A new study by Mirakl finds that, while consumers across Western Europe are shopping more than ever, they are increasingly looking for bargains – and their first port of call is Amazon.

According to the research, 85% of 25-34 year olds say they often check the price of an item on Amazon before completing their purchase elsewhere, and 71% of shoppers admit they have stopped shopping with a retailer because another website offered a better price.

Young professionals were the most demanding shoppers, with 32% saying they shop with more than 5 retailers a month on average (compared to 20% of Gen Z saying the same and 21% of shoppers aged 55 and over). And if a retailer fails to deliver, they aren’t afraid to talk with their feet; 89% of consumers say they have experienced an out-of-stock product with 73% completing the purchase at another retailer website.
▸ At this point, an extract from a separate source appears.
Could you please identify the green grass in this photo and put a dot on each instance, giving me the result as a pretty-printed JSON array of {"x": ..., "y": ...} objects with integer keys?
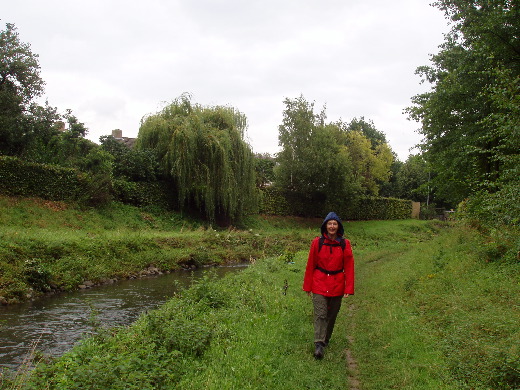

One third vocalised that this makes them less likely to shop with that retailer again in the future.

With the increase of the on-demand and platform economy, more and more customers are looking for retailers to offer complimentary services alongside their products. Sixty-four percent of 25-34 year olds said they would be interested in purchasing services alongside their goods, such as installation for a washing machine, tennis lessons alongside new rackets or beauty services alongside make-up items.

“It’s clear that even in the experience-led world of modern shopping, consumers still seek a bargain. And with Amazon increasingly becoming the first destination for product searches, the risk to UK retailers is that they never get the chance to win the sale. The good news is that when offering choice and competitive prices, the research suggests consumers will remain loyal to a handful of sites – suggesting it’s not too late. Retailers should focus on delivering value for their customers, going stock-less can eradicate those out-of-stocks which result in a poor customer experience and if they aren’t already, consider offering services alongside their products to upsell customers at the crucial time.”
– Nick Bareham, UK Country Manager, Mirakl

The research is a stark indication that not only now do consumers demand engaging experiences and personalisation around their shopping experience, they also want low prices.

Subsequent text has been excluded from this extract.